When Charles cast David a searching look though, he didn’t see any distaste or irritation present in the robot’s fine features. David had yet to have occasion to display much emotion, save for the pleased little quirks that occasionally showed around his eyes or mouth. But clearly, he didn’t disapprove. At least not yet.
David pressed two fingers to the door’s holoscreen and the entrance slid open. Without prompting, the fluorescents flickered on overhead, something Charles had always taken for granted, but at that moment he could only think of Raven.

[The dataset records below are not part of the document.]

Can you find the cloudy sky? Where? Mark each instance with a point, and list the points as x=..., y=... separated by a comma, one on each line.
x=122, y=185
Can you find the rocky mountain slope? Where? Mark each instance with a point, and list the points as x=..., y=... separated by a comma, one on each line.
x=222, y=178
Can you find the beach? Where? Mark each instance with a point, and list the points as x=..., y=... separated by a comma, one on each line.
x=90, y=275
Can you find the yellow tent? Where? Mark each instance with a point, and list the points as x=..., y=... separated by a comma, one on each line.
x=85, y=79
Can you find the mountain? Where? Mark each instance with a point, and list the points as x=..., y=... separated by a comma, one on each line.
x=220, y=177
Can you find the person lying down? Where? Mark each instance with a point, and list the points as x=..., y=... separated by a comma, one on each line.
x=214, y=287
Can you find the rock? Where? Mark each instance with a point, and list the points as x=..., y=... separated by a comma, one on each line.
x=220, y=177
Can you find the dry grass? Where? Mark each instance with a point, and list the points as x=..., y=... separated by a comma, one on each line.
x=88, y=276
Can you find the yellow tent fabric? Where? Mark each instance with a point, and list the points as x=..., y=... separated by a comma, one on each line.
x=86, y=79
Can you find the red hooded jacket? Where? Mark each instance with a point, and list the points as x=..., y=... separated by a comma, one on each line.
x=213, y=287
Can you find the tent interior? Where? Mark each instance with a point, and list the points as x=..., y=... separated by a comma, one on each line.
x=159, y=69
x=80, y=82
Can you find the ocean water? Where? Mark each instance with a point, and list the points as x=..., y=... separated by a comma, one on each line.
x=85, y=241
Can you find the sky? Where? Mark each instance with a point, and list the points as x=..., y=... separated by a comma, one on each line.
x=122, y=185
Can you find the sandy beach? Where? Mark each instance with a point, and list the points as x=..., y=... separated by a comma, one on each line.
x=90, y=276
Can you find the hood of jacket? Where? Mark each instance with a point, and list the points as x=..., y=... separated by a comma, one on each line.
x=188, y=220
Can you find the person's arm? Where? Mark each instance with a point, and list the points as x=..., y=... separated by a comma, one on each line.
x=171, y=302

“Raven tells me you spend a large portion of your time in the lab,” David said as he stepped into the expansive room. Charles briefly wondered whether robots could read minds.
He twisted slightly in David’s arms, watched for any changes in the neutral impassivity of David’s face as the robot's eyes made efficient sweeps over the lab’s contents. Unlike the majority of the apartment’s open layout and its chrome and black marble fixings, the lab’s surfaces were white and cleanly, interrupted only by the bits and pieces of gnarled metal set about the tables. Even the computers—two or three older models that Charles used for data logging.
The air was cleaner, as well, a benefit of high caliber ventilation. That alone had Charles inhaling deeply every time he entered; it sat warmer in his lungs than the sterile air throughout the rest of the apartment.
Then David began walking further into the room, and this, this was what all those holonet ads were talking about—the way David’s eyes froze in place for the split-second it took for him to take everything in, to assess the environment in all its parts and carefully morph robotic features into a simulation of interest, curiosity, his face opening as easy as any shutter.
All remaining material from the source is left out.